Our wolves didn’t fully believe that all was well, and they asserted themselves in the way we curled up together at one end of the bed. We were on our sides, nestled together, his body pressed protectively across my back, my head against his shoulder, noses to skin so we could smell each other and be comforted.

“I don’t even know if it was real,” I said. “Or if it was some hallucination Zora cooked up. It might have been a trick. But would I have felt it so strongly if it were? Would I have been able to remember it? Remember it well enough to get a sketch out of it?”

“Kitty, I don’t know.” He sighed into my hair, and I snuggled more firmly in his embrace. Skin to skin. I couldn’t get enough. “I know something happened to you. And seriously, after everything we’ve seen? Anything’s possible. These days I’m ready to believe in Santa Claus.”

St. Nicholas had been a real person, I almost said. “I want her to be real.”

“I know.”

“It’s like if she was real, a real woman with a real face, who was really alive—then maybe we’re not so different. Maybe I really can keep doing this.”

“I never doubted it.”

I chuckled, because of course he would say that. Turning, I brought my hand to his cheek and matched his gaze.

“Thanks. For listening,” I said.

Then my own Prince Reliable kissed me.

* * *

I MISSED a show over the course of my adventure. My captivity. My … I wasn’t sure anymore what to call it. In the end, I was there because I’d chosen to be. Didn’t make it any less messed up, and I spent most of the first few days afterward at home, asleep. Sleeping meant not thinking about it.

I’d never outright missed a show. I’d had plenty of planned absences, had aired prerecorded episodes and run “best of” episodes when I needed time off, on full-moon nights for example. My engineer, Matt, was able to piece together one of these, rerunning old interviews and splicing together intros, so the show itself went on without me. The only sense of failure was my own.

Ben and Ozzie both suggested I needed to take another week off, to recover from what they sympathetically called my ordeal, but I refused. I wasn’t going to miss another show, another week. The best way to get my head back on straight would be to go back to work, to do my job.

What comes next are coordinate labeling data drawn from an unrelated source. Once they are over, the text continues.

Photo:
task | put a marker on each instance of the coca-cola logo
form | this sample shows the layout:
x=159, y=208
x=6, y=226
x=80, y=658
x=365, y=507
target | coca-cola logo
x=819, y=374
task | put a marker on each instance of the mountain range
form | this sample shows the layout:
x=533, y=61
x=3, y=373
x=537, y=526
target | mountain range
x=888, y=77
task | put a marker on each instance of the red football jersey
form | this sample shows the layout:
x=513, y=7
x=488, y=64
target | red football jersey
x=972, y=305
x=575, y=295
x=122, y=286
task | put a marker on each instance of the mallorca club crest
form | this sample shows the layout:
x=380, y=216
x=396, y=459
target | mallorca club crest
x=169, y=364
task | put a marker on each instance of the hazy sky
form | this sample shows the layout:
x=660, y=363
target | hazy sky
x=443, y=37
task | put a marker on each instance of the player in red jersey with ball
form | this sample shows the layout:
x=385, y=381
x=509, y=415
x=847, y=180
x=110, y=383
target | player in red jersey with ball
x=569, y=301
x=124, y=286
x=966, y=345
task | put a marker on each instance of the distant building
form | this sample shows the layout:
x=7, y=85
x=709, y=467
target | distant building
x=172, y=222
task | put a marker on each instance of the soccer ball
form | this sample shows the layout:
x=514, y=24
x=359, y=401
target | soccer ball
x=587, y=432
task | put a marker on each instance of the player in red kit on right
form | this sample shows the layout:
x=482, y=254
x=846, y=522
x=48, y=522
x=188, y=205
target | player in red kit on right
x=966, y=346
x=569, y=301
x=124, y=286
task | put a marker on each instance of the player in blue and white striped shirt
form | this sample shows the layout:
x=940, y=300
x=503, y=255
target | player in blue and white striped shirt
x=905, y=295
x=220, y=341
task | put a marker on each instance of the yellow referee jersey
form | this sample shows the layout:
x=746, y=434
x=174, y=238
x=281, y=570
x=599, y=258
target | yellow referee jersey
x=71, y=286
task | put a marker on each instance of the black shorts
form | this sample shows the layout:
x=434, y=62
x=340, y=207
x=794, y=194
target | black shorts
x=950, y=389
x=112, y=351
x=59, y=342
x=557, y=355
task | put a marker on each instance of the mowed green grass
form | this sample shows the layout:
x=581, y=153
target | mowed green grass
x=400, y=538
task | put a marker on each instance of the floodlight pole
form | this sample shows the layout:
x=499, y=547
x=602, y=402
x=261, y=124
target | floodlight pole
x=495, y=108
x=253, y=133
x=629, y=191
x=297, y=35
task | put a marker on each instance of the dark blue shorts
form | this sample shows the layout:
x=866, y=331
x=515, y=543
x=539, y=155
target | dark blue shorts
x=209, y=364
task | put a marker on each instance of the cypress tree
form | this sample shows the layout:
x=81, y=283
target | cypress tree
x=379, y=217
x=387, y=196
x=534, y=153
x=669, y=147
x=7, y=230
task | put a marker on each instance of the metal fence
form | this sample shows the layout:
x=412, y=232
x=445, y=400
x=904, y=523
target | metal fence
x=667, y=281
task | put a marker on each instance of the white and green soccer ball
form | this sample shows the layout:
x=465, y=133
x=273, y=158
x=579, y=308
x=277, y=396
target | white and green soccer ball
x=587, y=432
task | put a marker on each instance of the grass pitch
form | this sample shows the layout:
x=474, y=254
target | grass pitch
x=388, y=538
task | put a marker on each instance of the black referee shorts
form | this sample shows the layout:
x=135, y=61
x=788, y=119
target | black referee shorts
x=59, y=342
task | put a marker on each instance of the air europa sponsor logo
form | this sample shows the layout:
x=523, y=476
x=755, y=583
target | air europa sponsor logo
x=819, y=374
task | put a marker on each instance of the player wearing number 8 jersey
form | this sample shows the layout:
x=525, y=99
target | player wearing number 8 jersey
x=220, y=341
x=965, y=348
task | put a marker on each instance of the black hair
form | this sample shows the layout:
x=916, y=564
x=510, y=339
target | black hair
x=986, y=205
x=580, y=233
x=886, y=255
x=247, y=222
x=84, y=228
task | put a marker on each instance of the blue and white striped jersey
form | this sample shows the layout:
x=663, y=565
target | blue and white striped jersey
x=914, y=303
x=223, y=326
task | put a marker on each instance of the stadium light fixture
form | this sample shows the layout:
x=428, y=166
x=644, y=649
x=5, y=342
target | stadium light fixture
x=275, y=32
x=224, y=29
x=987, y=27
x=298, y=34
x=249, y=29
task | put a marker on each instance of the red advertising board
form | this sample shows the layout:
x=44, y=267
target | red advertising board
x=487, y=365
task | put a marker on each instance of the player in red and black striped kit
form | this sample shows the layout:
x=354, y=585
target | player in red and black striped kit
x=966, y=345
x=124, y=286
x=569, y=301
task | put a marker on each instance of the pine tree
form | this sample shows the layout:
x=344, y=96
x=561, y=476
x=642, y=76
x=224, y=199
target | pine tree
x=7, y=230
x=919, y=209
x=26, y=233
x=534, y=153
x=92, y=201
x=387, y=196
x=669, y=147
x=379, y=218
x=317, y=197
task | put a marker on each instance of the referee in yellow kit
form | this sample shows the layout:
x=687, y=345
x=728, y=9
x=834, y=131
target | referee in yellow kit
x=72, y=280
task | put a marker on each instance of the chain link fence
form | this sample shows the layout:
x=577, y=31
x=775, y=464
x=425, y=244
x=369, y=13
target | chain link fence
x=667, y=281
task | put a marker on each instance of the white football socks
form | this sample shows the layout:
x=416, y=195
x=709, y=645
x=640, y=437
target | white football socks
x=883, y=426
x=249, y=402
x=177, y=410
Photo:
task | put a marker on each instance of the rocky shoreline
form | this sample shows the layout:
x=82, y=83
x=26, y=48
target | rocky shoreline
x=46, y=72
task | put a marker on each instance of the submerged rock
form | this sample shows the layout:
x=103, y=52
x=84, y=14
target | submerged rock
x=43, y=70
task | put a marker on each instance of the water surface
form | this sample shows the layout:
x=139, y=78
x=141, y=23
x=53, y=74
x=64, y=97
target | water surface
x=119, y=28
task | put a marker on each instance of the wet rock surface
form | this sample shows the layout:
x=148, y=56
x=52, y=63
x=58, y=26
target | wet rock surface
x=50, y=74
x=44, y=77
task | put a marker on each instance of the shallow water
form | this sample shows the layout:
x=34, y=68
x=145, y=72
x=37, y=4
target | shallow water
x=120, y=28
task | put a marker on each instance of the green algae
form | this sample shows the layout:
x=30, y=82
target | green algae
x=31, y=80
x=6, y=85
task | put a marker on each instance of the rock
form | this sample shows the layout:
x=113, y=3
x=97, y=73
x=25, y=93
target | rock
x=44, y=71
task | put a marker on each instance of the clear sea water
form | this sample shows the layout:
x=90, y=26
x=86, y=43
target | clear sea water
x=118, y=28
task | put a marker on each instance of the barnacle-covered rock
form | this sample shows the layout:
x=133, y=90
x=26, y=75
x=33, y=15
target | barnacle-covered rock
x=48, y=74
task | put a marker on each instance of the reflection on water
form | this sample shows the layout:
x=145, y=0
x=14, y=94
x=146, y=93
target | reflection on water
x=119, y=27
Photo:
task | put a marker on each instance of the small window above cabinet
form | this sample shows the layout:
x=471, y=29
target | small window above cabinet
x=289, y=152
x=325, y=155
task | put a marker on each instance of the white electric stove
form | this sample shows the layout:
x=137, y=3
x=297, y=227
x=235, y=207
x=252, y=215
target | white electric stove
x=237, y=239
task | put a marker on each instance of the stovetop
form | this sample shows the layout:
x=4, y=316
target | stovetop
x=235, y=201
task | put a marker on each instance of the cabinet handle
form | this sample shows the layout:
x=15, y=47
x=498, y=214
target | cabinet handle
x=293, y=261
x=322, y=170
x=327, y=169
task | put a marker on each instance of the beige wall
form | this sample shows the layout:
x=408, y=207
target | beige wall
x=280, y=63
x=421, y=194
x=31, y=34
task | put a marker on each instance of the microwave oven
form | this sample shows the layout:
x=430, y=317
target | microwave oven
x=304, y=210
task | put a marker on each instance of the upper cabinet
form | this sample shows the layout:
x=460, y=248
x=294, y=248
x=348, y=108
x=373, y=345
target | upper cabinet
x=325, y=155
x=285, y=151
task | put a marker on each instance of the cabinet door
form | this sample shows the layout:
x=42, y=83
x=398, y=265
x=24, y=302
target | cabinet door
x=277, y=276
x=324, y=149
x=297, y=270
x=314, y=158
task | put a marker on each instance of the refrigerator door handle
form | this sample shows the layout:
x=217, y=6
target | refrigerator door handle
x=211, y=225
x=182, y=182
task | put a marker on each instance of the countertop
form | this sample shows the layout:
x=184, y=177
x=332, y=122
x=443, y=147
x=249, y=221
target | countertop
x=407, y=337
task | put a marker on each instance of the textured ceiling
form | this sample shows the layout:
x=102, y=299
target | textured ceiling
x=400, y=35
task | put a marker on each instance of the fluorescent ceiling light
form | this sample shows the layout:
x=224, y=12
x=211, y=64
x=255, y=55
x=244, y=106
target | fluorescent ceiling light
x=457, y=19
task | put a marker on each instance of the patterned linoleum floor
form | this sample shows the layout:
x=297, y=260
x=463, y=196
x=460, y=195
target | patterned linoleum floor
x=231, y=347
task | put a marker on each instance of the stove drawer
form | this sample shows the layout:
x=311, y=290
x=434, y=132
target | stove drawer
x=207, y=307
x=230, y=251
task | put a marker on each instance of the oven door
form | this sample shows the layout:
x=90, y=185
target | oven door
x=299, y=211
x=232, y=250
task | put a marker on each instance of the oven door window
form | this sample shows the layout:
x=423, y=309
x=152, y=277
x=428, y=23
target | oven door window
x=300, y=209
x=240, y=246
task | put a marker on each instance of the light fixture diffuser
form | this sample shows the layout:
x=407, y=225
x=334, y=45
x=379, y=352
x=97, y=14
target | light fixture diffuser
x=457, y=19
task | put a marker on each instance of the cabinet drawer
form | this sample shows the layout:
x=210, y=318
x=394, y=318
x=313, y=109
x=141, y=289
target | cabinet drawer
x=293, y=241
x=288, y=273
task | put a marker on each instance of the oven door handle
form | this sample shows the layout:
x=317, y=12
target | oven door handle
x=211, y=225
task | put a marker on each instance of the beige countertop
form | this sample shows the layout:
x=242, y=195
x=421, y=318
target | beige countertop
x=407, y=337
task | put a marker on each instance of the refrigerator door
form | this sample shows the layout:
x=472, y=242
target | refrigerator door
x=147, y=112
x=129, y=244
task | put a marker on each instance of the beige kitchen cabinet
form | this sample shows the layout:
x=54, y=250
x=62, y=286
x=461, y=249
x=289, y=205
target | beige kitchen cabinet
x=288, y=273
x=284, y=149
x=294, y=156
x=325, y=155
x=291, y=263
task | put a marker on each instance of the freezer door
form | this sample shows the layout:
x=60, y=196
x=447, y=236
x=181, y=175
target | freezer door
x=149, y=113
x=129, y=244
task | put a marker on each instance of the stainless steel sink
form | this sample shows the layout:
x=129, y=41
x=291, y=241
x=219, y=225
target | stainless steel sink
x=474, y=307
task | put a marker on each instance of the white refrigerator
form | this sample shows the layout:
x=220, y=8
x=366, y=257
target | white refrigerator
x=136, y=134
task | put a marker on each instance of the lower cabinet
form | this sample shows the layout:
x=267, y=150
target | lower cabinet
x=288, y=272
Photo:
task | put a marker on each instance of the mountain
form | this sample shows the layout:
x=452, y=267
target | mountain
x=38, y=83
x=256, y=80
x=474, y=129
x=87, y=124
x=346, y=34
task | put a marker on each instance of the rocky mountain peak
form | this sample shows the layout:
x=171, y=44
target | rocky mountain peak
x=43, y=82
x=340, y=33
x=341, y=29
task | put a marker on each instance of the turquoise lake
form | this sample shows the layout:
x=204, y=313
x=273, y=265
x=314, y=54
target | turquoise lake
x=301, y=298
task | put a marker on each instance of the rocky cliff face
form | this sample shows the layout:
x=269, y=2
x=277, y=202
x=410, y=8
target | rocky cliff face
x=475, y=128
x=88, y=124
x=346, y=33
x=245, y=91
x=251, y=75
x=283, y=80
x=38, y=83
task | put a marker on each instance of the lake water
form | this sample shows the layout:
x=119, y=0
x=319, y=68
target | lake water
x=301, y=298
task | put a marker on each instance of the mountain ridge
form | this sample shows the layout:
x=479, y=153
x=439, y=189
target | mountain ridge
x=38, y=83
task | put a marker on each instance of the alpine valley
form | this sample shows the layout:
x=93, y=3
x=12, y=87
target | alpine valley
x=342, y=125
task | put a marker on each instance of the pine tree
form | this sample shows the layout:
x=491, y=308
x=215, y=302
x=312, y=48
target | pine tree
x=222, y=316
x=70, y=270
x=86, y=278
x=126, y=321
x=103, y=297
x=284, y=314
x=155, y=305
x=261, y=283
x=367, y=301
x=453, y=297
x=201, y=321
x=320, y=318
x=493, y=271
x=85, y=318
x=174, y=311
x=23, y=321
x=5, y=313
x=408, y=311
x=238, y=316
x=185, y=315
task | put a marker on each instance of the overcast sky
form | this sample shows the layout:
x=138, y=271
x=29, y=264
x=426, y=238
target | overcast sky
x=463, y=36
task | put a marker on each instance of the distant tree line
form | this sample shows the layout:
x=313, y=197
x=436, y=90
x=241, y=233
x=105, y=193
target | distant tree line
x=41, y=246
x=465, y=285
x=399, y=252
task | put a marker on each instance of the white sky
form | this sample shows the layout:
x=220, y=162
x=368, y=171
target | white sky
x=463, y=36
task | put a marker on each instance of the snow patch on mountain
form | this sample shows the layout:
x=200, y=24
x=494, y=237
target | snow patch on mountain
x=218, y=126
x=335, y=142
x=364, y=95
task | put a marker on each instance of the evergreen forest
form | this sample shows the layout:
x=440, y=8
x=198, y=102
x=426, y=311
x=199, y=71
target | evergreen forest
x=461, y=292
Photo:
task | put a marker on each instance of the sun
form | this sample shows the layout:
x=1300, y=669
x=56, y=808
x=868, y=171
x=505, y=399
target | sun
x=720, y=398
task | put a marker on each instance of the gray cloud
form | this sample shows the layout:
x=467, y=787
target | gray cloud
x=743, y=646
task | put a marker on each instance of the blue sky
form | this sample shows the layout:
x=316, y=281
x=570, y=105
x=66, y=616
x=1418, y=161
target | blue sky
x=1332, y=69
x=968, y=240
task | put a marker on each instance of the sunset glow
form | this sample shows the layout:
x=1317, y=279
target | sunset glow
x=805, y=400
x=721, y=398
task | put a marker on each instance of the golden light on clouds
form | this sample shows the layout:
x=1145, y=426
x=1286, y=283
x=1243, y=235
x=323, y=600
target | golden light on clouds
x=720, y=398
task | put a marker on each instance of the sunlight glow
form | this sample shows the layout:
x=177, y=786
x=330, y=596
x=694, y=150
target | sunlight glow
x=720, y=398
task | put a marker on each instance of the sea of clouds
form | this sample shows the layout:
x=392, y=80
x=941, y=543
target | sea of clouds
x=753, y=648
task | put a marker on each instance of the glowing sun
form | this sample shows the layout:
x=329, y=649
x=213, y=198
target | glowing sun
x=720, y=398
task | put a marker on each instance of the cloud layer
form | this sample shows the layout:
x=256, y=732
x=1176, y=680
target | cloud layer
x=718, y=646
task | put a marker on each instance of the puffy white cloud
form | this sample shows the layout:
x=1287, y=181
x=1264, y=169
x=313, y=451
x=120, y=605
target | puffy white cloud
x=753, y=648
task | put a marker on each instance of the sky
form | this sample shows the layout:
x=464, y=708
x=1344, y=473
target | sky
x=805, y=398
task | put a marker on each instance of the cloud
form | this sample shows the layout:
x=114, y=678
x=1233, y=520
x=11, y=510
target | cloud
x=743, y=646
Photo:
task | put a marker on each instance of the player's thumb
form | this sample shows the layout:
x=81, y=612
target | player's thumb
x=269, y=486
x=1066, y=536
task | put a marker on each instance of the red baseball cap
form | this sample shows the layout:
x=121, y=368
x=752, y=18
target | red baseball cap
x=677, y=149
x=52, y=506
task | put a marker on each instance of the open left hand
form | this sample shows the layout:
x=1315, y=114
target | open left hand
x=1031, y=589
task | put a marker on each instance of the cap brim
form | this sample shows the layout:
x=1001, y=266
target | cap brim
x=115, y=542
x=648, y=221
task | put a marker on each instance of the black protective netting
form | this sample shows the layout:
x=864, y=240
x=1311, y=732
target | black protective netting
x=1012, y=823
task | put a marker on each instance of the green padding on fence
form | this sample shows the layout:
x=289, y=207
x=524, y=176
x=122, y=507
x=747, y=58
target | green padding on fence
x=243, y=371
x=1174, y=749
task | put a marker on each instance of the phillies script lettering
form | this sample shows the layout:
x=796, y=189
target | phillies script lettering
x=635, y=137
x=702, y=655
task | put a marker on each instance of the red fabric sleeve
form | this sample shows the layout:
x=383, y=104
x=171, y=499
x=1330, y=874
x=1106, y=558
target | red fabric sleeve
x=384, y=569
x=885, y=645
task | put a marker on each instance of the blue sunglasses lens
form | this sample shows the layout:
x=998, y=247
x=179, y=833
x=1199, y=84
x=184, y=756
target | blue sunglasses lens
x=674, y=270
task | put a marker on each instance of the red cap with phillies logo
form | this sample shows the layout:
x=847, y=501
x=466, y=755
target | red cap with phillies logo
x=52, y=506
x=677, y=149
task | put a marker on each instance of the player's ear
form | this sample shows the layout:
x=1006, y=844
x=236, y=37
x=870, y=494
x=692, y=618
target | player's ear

What to talk about, on that first show back? I could have told my audience about my adventure. About meeting the oldest vampire I’d yet encountered, about how practicing ceremonial magic seemed to me to be a lot like playing with dynamite and matches. I wanted to send a message to Samira, and to talk about Enkidu—Mohan—to get his story out. To memorialize him. And Zora. Kumarbis, not so much, even though he was the one people would want to hear about. But if I talked about one of them, I’d have to talk about all of them, and the demon, the rituals, the philosophies behind them, and I wasn’t ready to do that.

Another consideration: I didn’t flatter myself that Roman listened to my show. Then again, maybe he did, and I didn’t want to tell him what exactly had happened in that abandoned mine. Let him guess, if he didn’t already know.

My topic for the week: mythology. I called a couple of professors from CU Boulder to interview about historical precedents for characters like King Arthur, Robin Hood, and even Gilgamesh. I found some authors who’d written novels that combined history and mythology, and recorded interviews about their take on the likelihood that some of these old stories might have a seed of truth. Pretty good, considering how last-minute I was putting this together.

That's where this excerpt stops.